To start with, there is the condiment bar. Every Five Guys location keeps the condiment selection stocked with the usual ketchup and mustard, along with barbecue sauce, hot sauce, A.1 sauce, mayonnaise, and Heinz Malt Vinegar. Then there are some secret menu style customizations you can make outside of the basic sauce selection.
In a Reddit thread, a Five Guys employee listed two of the best ways to customize the fries. All you have to do is ask for them the right way. The first takes advantage of the double cooking process. Rather than let the fries go through both, you can have a bunch of crunchy fries if you ask the employees to instead cut them in half and cook them well done (admittedly, you may need to know an employee to get this type of special treatment). The other option is to make what the employee calls "Confetti fries." First, mix barbecue sauce, mayonnaise, and Cajun seasoning together, and then dump the sauce into the bag with the fries and shake it all together.
All of the things that make Five Guys fries unhealthy also makes them delicious
Pretty much any fast food burger joint will fall further into the "unhealthy" category of restaurant options than the "healthy" category. It doesn't matter how many salads or parfaits are on the menu, there's no getting around the fact that cheeseburgers stacked high with meat and slices of cheese aren't good for you, let alone handfuls of starchy, deep fried potatoes.

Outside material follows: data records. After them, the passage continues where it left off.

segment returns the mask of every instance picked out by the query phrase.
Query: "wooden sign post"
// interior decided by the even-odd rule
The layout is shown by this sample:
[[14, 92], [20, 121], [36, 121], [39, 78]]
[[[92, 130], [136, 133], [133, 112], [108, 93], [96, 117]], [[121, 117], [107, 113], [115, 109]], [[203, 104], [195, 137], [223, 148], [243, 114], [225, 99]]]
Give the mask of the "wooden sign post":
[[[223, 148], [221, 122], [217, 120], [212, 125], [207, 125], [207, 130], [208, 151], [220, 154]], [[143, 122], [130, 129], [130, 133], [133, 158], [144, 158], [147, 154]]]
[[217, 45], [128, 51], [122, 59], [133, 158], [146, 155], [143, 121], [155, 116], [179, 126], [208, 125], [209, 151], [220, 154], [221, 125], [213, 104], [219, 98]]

Even on that list of unhealthy fast food spots, Five Guys stands out. According to Taste of Home, Five Guys fries are the most unhealthy fries in America. Case in point: a small fry has 528 calories and a large has 1,314. As Taste of Home points out, "that's as many calories as a Five Guys hamburger patty, bun and milkshake combined." And then there's the fat and salt: 57 grams of fat and 1,327 milligrams of sodium.
That's not to say that the fries are necessarily worse for you than your average fry. It's more about the amount of fries you get every time you receive an order (that extra topper may make sales, but it does have a major trade off, after all).

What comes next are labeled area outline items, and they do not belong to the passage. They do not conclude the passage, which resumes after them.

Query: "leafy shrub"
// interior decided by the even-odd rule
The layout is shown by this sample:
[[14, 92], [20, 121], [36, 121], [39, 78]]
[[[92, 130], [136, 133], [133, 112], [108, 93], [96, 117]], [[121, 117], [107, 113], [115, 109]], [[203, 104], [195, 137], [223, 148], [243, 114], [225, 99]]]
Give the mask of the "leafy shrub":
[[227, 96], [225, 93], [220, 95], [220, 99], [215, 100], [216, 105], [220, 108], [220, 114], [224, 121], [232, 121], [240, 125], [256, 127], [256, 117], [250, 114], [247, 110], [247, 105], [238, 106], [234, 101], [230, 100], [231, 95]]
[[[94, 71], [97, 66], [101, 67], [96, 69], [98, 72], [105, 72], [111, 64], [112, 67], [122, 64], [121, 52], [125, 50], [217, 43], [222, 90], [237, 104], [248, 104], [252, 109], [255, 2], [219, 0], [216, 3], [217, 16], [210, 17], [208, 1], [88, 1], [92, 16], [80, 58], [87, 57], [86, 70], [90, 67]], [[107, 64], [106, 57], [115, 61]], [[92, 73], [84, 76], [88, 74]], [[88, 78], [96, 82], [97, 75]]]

The people in charge of Five Guys are well aware how the extra fries impact the restaurant's healthiness rating. "Every time they do a calorie count on us," Jerry Murrell tells Food Republic, "it looks pretty bad."
Five Guys specializes in "boardwalk" fries rather than crispy fries
For many people, thin and crispy fries are the most familiar. It's the style that you'll find at Mcdonald's, Burger King, and other fast food spots. Yet crispy fries aren't what you'll find at Five Guys, and that's kind of the point. Instead, you'll find boardwalk style fries styles after one very specific restaurant on one very specific boardwalk.
"We grew up going to Ocean City [Maryland], where there were all sorts of stands that sold boardwalk fries. But we loved Thrasher's the best," Chad Murrell told Food Republic about a local chain that started in 1929. "We decided that we had to do it like Thrasher's." Boardwalk fries, according to a Food Network recipe, use peanut oil. They also have that mashed potato like center rather than being all crunch. Think of them as similar to the frites that are served all over France and Belgium.
Of course, not everyone is a fan. On a Reddit AMA with a Five Guys manager, one regular said that their "one complaint with Five Guys is that they don't cook their fries enough."
"Technically we're not supposed to cook 'crispy' fries, although we've done that multiple times at my store before," the manager responded. "Our fries are 'boardwalk' style, which means that they're typically firm on the outside with a mashed potato interior. However, the quality of the fries depend on the person that's making them."